Friday, September 9, 2005

Bob McEvlaine on the response to Katrina

Bob McElvaine has published some thoughts on the handling of the Katrina disaster: Bush 'damage control' can't gloss travesty Jackson Clarion-Ledger 09/09/05.

This is not about politics. Republican Gov. Rick Perry of Texas deserves praise for his great efforts to take in huge numbers of people displaced by the storm. It is about people suffering and dying because of the incompetence, indifference and irresponsibility of the Bush administration. Have the gullible people who blame "liberal Democrats" not noticed all the criticism of the administration coming from Republican politicians, The Wall Street Journal, and even Fox News?

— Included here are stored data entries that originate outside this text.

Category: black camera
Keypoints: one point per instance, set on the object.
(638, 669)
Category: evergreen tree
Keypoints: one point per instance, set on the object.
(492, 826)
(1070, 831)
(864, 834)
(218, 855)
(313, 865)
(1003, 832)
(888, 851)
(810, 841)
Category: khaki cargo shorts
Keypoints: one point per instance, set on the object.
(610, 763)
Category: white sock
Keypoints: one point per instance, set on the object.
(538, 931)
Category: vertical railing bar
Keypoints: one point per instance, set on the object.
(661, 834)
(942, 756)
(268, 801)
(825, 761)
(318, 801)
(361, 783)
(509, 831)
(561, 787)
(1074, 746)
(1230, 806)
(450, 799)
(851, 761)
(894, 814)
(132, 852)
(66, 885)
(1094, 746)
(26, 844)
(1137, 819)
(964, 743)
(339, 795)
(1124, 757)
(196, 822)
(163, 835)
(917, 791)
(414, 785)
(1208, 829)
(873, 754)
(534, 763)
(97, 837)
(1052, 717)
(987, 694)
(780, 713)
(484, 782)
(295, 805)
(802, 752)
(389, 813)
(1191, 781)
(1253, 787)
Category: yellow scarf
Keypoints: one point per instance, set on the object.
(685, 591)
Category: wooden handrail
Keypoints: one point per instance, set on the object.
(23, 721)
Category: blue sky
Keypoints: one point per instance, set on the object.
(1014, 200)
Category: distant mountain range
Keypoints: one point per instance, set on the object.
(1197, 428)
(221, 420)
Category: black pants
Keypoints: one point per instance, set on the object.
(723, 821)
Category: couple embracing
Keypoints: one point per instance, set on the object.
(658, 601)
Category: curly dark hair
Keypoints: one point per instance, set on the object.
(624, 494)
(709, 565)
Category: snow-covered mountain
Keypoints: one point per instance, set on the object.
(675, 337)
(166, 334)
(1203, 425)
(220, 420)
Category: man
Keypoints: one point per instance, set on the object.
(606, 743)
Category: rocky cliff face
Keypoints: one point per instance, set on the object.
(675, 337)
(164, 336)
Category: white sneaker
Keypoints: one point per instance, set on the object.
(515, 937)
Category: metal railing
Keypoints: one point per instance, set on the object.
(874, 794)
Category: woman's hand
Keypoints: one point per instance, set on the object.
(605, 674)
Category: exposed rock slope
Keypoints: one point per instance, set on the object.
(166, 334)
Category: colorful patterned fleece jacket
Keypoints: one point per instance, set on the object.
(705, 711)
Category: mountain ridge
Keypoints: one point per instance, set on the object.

The governor of Louisiana and the mayor of New Orleans are at fault? Did the people who let the administration move their lips not see Gov. Blanco and Mayor Nagin pleading for the federal government to send in assistance?

Who has argued the federal government is a beast that must be starved? Who is it that slashed the budgets of the agencies that would have strengthened the levees? Who is it that sent the National Guard to Iraq? Who is it that put a clueless man in charge of FEMA?

Even Trent Lott, who has mostly sung the praises of Dear Leader Bush in the Katrina crisis, has been moved to some criticism:

... according to Republican U.S. Sen. Trent Lott, earlier this week had 20,000 trailers desperately needed in Mississippi "sitting in Atlanta" because the agency wouldn't release them until contracts were signed.

Bob is fed up with Bush and those who foolishly make excuses for him, even in a situation like this:

We've been hearing a lot about zero-tolerance. Here's my new zero tolerance policy: Zero tolerance for anyone gullible enough to continue to support the most incompetent, irresponsible, lying, indifferent — and, yes, un-Christian ("For I was hungry and you gave me no food . . .") - president in American history.

Criticizing such incompetence, which leaves us vulnerable to attack as well as natural disaster, is not partisan; it is patriotic. It is covering up those failings that is partisan and unpatriotic.

His label of "un-Christian" is obviously meant to be a criticism of Bush for not meeting the standards of the religion he so proudly professes.

But at another level, the self-righteousness that the Christian Right seems to reinforce in Bush surely contributes to his sense that he can do no wrong.  And to the feeling that anyone who criticizes him is dastardly and evil.